Field of the Invention
This invention broadly relates to a process for preparing aliphatic alcohols from synthesis gas and, more particularly, to an improved process in which a zeolite-containing heavy metal oxide catalyst is employed to effect the hydrogenation of carbon monoxide to produce a mixture of lower aliphatic alcohols. This invention also relates to a method of preparing zeolite-containing catalysts which may be useful in the above process.
Lower aliphatic alcohols have been proposed as octane enhancers or as a replacement for gasoline in fueling internal combustion engines. Certain mixtures of lower aliphatic alcohols have the EPA approval for use and are currently being marketed in the United States. The lower aliphatic alcohols can be produced from domestically available non-petroleum sources and the use of thse alcohols in fuel compositions can serve to lessen the nation's dependence on foreign sources of crude oil and petroleum products.
Hydrogen and carbon monoxide or synthesis gas, a mixture of hydrogen and carbon monoxide, can be reacted to form a mixture of lower aliphatic alcohols. The synthesis gas feedstream can be produced from such non-petroleum sources as coal and biomass in well known partial oxidation reactions.
Numerous catalytic processes have been studied in attempts to provide a viable process for the production of aliphatic alcohols from synthesis gas. The early efforts were primarily directed to the production of methanol. More recently, attention has been directed to the production of higher aliphatic alcohols or a mixture of higher aliphatic alcohols with methanol. Such a mixture is highly suitable as an octane enhancing component for motor fuel and as a substitute for tetraalkyl lead additives in motor fuel.

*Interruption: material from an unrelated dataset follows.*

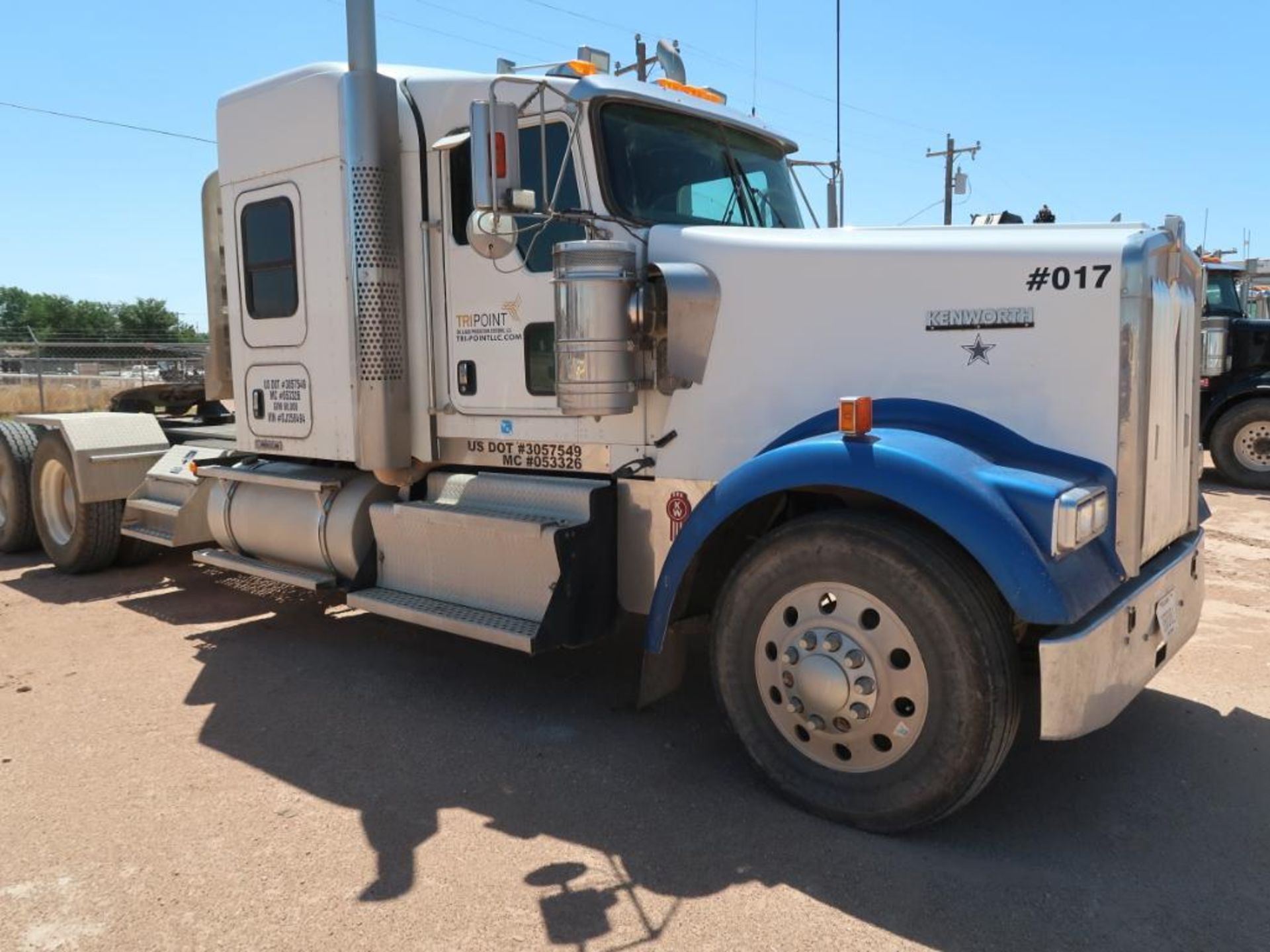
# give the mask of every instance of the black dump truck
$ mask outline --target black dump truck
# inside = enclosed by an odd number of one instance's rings
[[[1270,259],[1204,267],[1200,437],[1228,481],[1270,489]]]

A major problem with the synthesis gas to alcohol conversion process is the occurrence of competing reactions constantly taking place on the surface of the catalyst. Thus, even when the desired product is formed on the catalyst, some of this product may undergo further reactions with adverse effects on the yield of the desired product. It is evident that if some means could be provided for reducing or minimizing competing reactions on the catalyst surface, then improved yields of the desired product might be obtained. In accordance with this invention, a decrease in the number of surface acid sites is achieved by treatment with a thermally stable base or derivative thereof. This procedure reduces the dehydration of product alcohols on the catalyst's acid sites and this results in improved productivity and selectivity.